Progression is swift but somewhat arcane. You have a player level, a Titan level, and levels for your weapons. It’s a lot of information to track and the game does a poor job communicating what it all means. This would be fine if there was more customisation but the game’s priorities are in the wrong places. You can unlock plenty of guns for when you are outside of your Titan but customisations for your mech largely consist of dozens of paint options and decals. You don’t get to build custom weapon load outs to personalise your play style in your Titan. You have to settle for prefab Titan variants.

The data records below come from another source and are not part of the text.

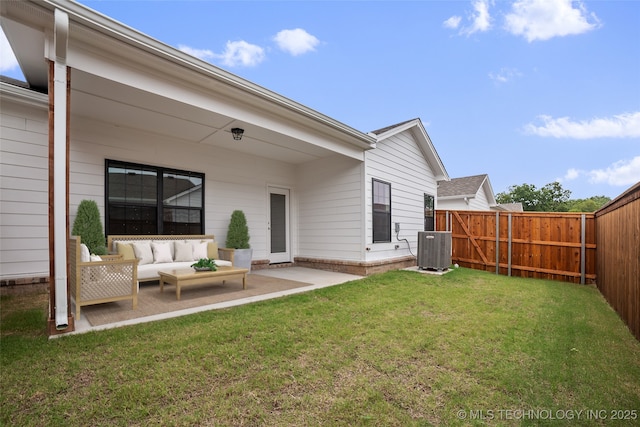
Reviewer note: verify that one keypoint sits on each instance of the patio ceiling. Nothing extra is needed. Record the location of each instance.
(116, 104)
(125, 79)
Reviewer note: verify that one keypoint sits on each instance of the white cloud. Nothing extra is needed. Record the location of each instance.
(235, 53)
(545, 19)
(242, 53)
(452, 22)
(572, 174)
(621, 173)
(8, 60)
(296, 42)
(505, 75)
(480, 18)
(625, 125)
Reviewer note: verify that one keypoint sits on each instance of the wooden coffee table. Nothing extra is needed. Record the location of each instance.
(186, 277)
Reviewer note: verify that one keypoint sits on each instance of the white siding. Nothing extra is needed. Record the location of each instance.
(330, 203)
(477, 203)
(24, 186)
(399, 161)
(232, 180)
(480, 202)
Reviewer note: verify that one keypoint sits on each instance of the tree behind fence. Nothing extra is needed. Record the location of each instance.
(555, 246)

In spite of these missteps, the multiplayer takes the dynamism established by the single player and add a liberal amount of chaos. You’ll swing across a building, shoot someone along the way, land on an enemy, and drop a grenade into mech. These moments are sensational and emblematic of Titanfall 2’s unique strengths.
Sticking to more traditional gameplay modes creates an incredibly approachable and engaging experience. The pace is even faster in multiplayer. Maps will fill with grunts and smaller mechs. Titans exchange fire as pilots grapple and wall run, duking it out on the edge of the battle. There’s always something happening, a new Titan to slay, or a daring trickshot to pull off. As these moments build upon each other, Titanfall 2’s multiplayer turns into a ballistic ballet full of explosions, executions, and excitement.
Titanfall 2 is one of the year’s best games and a remarkably wonderful surprise. The campaign is revelatory. It is impeccably designed. The multiplayer might not reach the same heights but it still manages to offer a highly charged experience.
Bold enthusiasm for a game often summons sceptics or contrarians. Pay them no heed. Titanfall 2 is impressive. Its influence will ripple through video games in the same way that titles like Half Life or Halo managed in their time. Beautiful and bold, Titanfall 2 is the pinnacle of first person shooters.